O Echelon, segundo afirma o jornal britânico “The Independent”, é capaz de produzir pelo menos 3 bilhões de interceptações diárias. Os computadores empregados pelo sistema, chamados “dicionários”, são capazes de examinar, decodificar e filtrar quantidades imensas de mensagens alfanuméricas. Grupos de mensagens que contenham certas palavras-chave são imediatamente encaminhadas a órgãos específicos da NSA. Se você viu o filme “Sete Pecados” (David Fincher, 1995), sabe como isso funciona: os computadores das bibliotecas públicas americanas são programados para identificar e “fichar” automaticamente os seus usuários que requisitem livros contendo termos “perigosos” como xiita, Islã, fundamentalismo, comunista etc. Já o filme “Inimigo do Estado” (Tony Scott, 1998) faz uma excelente descrição de como o sistema pode acionar os seus satélites, computadores e câmaras para espionar, localizar e perseguir qualquer pessoa, em qualquer parte do planeta.

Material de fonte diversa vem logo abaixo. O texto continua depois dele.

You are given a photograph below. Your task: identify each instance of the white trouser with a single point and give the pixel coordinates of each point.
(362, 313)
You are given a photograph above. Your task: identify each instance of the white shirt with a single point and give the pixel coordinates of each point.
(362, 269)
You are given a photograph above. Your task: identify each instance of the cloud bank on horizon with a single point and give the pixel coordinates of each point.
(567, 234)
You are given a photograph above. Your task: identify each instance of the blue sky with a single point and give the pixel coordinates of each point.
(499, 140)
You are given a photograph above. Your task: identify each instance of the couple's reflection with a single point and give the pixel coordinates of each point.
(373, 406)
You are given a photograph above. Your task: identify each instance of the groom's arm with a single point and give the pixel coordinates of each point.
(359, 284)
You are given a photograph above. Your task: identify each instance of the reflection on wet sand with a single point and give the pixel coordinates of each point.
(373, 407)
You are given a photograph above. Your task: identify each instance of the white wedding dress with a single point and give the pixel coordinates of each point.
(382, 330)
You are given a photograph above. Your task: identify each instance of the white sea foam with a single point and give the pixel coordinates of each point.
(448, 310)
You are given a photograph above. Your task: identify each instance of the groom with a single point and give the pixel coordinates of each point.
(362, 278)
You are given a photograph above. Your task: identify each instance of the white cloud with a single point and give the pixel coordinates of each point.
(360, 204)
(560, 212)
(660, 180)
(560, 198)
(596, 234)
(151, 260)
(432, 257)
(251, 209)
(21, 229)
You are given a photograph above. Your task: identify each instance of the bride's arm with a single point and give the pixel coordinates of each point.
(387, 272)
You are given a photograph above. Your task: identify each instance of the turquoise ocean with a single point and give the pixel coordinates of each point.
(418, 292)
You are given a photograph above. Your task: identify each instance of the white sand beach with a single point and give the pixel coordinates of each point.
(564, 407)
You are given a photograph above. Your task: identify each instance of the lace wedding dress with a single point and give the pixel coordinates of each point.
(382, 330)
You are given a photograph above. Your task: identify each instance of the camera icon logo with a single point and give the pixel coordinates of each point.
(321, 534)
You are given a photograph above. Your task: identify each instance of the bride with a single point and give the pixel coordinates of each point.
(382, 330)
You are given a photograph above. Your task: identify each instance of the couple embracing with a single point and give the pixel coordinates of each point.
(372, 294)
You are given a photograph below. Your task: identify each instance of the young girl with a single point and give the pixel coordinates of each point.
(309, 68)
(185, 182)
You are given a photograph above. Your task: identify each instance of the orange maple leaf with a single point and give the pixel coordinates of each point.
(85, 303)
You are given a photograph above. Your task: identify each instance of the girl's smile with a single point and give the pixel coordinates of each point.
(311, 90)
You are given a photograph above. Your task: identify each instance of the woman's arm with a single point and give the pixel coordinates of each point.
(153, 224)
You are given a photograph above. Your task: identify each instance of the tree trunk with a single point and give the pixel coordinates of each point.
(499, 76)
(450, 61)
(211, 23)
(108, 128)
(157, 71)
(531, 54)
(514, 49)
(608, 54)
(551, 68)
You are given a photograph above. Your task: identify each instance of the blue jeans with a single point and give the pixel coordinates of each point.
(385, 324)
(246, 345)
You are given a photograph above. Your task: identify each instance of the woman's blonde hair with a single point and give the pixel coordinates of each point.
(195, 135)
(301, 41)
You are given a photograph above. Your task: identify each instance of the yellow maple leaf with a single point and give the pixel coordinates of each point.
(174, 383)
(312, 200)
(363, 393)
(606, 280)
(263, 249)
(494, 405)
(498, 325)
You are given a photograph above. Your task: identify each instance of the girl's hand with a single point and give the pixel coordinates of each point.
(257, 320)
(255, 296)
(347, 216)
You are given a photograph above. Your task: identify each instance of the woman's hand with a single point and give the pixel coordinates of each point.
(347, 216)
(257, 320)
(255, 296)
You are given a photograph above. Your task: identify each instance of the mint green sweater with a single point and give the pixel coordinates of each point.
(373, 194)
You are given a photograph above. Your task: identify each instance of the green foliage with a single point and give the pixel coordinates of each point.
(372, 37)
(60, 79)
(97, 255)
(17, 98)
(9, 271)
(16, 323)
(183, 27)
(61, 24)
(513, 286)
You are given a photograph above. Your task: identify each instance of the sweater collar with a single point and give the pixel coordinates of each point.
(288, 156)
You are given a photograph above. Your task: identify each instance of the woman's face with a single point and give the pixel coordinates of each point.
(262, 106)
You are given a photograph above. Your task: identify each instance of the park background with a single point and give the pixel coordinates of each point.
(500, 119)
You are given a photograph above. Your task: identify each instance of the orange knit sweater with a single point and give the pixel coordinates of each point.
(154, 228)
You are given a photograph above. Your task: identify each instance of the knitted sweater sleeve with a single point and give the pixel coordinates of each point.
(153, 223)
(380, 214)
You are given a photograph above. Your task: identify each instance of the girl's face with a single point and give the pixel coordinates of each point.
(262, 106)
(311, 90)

As semelhanças com o famoso Big Brother de George Orwell não são mera coincidência. Qualquer cidadão brasileiro tem razões de sobra para ficar seriamente preocupado, ainda mais agora, quando FHC começa a reconstruir os órgãos da ditadura militar, como o sinistro Serviço Nacional de Informações (SNI) e o Dops (agentes “especiais” da Polícia Federal treinados pelo FBI na luta contra organizações e manifestações populares). Não é comovente ver como estão irmanados, na mesma trincheira, o Echelon e os nossos arapongas? Você já não se sente parte do Primeiro Mundo?

(Revista Caros Amigos - agosto 2000)

José Arbex Jr. é jornalista.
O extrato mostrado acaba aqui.